Land drainage functioning and hydrological impacts in rural catchments: model development and field experiments
The development of an integrated theory of subsurface drainage based on hydrology and hydrogeology concepts is presented. The historical context, the main hypothesis derived from the Boussinesq equation and the validation of the model predictions are discussed. Theoretical developments of this equation demonstrate that a single parameter ( σ )—a combination of soil and drainage system properties—is sufficient for predicting the dynamics of subsurface drain flow rates. We also demonstrate that these drain flow rates are a function of the level of water replenishment in the system (classically the water table elevation), of the recharge intensity of the aquifer and of a buffer function related to the swelling or deflation of the water table shape during recharge events. For values of σ > 1 , the buffer role of the water table is negligible. In that case approx. 13% of the water table recharge contributes to the flow rate, which is shown to explain the observed disconnection between water table elevations and peak flow rates at the outlet of classic agricultural drainage systems and to predict these peak flow rates accurately.

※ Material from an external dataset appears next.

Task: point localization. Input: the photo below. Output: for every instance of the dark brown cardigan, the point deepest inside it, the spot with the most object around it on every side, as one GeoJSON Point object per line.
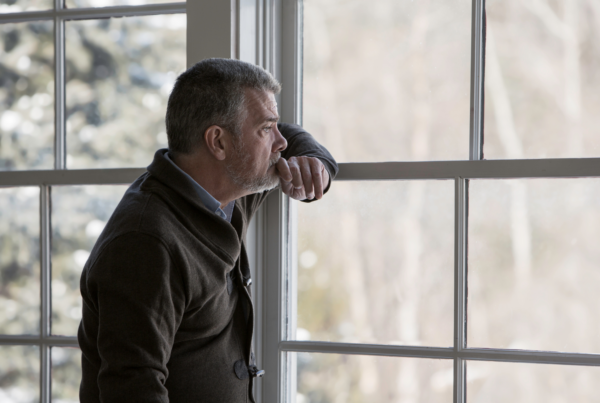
{"type": "Point", "coordinates": [165, 315]}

A modelling approach based on this theory and validated experimentally (SIDRA model) allowed us to test the quality of the peak flow prediction. The SIDRA model also includes a surface runoff module and has been coupled to different modelling tools and used to analyse the impacts of subsurface drainage on water quality. The approach contributed towards the development of tools that helped to connect better the drainage systems to the hydrological functioning of watersheds.